2) One of the saddest things in the movie is the use of people by other people. It is a tragedy for a person, created in the image and likeness of God (whatever that might mean – I find it a wonderfully mysterious phrase), to be treated like a thing. In the film one sees this most clearly in the case of the Band-aids, and Penny in particular. How do you see this trait in the film, and how do you see it in the world around you?

3) The film says much about the power and allure of music. What is it that makes music so special for you (if it is)? Are there any parts of the film that helped you understand your appreciation of music?

4) What did you think of what the film has to say about telling the truth, versus ignoring it or telling little white lies. “The truth sounds different.” “Be honest and unmerciful.” “Just make us look cool.” Think of the lies the characters tell themselves – that they are not in love with someone else – that they are OK if the other person is not in love with them, that they are dark and mysterious, the relationships within our band are just fine, etc. Also think of the scene when the plane is about to go down and what happens there.

5) Do true artists have to suffer? What causes their suffering?

6) Here is a kind of touchy one, with you being about the same age as the film’s protagonist – what do you think the film has to say about parental responsibility for children and the need of parents to let go? This may be difficult, but try to watch and be sympathetic toward the mother – it may help you in a year’s time or so.

7) What does the film say about freedom? Does it make being totally free seem like fun? Is freedom free? By the way, that last question is a joke.

8) What are your thoughts on the morality of drugs and alcohol? What does the film have to say about those things?

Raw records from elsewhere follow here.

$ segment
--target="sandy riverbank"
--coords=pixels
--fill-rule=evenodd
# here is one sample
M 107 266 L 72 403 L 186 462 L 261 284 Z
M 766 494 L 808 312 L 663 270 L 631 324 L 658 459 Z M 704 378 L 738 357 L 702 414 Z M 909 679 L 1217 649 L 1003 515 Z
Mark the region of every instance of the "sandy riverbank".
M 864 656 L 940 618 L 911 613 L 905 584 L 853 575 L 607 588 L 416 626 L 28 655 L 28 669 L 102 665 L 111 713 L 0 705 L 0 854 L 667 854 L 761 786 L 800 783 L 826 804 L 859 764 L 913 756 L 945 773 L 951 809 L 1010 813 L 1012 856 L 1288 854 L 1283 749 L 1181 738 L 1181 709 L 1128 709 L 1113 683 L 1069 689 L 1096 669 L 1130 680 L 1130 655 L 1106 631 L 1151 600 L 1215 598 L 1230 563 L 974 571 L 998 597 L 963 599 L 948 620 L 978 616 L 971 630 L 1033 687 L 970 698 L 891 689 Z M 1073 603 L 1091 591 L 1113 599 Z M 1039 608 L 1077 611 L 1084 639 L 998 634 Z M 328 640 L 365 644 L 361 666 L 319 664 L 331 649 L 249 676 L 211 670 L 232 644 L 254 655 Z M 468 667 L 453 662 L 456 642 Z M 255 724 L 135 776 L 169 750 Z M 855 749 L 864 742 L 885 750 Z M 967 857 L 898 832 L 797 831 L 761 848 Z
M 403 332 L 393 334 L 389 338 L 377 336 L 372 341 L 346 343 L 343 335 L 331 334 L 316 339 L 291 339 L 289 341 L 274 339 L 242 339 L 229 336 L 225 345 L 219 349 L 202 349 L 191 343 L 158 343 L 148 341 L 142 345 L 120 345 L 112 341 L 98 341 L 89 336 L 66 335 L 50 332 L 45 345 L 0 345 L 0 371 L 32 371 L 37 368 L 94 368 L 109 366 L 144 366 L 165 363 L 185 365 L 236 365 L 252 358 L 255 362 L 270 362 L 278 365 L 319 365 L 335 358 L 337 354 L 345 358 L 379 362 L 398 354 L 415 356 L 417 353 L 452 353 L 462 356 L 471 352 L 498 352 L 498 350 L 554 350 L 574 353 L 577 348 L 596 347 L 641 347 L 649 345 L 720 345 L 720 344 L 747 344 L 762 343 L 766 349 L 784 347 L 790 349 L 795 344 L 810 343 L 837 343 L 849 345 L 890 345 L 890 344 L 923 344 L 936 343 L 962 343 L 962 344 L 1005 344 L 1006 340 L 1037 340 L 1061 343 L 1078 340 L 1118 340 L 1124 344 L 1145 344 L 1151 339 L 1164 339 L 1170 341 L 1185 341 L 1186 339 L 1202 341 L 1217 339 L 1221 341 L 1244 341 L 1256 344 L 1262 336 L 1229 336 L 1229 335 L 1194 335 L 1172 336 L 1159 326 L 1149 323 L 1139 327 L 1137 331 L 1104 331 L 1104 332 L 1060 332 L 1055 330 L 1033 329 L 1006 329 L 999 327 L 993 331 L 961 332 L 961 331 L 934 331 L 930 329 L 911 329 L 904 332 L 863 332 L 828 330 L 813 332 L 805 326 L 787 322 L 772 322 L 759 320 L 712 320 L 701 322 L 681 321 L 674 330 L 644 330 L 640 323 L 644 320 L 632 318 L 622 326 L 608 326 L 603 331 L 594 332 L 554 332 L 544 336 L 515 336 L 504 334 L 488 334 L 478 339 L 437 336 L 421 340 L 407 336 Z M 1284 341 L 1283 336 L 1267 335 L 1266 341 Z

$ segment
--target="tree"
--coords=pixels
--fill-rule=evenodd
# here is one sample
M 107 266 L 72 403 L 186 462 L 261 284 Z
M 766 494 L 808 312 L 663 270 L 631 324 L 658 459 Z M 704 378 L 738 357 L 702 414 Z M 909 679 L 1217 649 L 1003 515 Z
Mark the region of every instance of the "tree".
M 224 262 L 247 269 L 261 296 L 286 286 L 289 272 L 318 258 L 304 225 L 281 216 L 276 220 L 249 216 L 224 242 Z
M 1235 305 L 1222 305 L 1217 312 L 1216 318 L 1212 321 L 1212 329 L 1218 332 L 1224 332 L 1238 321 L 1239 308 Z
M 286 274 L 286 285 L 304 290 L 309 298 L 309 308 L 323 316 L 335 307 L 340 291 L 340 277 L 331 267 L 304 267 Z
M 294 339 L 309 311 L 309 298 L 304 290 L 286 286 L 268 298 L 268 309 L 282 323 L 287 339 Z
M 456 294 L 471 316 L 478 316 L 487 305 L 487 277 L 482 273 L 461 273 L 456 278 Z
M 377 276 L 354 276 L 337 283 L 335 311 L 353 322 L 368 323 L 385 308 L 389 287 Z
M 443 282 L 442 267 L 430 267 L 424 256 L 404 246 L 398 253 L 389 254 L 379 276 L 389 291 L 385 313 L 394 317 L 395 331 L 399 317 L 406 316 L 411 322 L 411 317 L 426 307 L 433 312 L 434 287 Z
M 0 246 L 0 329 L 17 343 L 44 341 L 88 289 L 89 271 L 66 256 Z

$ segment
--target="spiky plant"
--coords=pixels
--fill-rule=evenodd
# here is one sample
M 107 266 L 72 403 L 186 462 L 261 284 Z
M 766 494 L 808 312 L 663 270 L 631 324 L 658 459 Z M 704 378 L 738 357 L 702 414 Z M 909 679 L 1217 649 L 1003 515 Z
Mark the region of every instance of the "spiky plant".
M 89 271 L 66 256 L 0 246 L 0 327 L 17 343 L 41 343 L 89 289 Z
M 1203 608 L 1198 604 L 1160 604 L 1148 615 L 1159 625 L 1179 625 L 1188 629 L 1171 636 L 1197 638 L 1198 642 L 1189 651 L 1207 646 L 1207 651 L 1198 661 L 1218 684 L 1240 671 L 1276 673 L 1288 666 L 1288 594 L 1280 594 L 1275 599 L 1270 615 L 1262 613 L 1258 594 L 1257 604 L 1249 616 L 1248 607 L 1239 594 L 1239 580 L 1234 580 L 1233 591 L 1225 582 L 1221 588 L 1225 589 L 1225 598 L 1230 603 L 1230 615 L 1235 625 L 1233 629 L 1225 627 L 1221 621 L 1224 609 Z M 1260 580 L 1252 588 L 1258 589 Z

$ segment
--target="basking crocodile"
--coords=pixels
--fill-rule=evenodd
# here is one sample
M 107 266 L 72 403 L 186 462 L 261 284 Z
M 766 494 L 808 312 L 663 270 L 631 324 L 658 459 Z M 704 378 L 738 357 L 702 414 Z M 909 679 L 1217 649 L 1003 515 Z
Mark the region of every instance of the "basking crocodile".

9) I like the scene where William is first interviewing Stillwater, and the lead singer is prattling on, but William keeps wanting to turn the mike toward the guitar player – what does this scene suggest to you? Are there other examples of the same idea elsewhere in the movie?

10) Jeff (the lead singer) expresses the opinion that the best stuff is the popular stuff – agree or disagree?

11) I think that being onstage in front of a sold-out stadium, with the audience shouting out the words to a song that you wrote, would be one of the most amazing things that one could experience. That being said, I do not know how much fun touring would be. Do you think that things would get old? I think one might get burned out on the sex, drugs, and rock and roll. Another movie I like has a character observe, “Everything gets old if you do it often enough.” What do you think of that idea?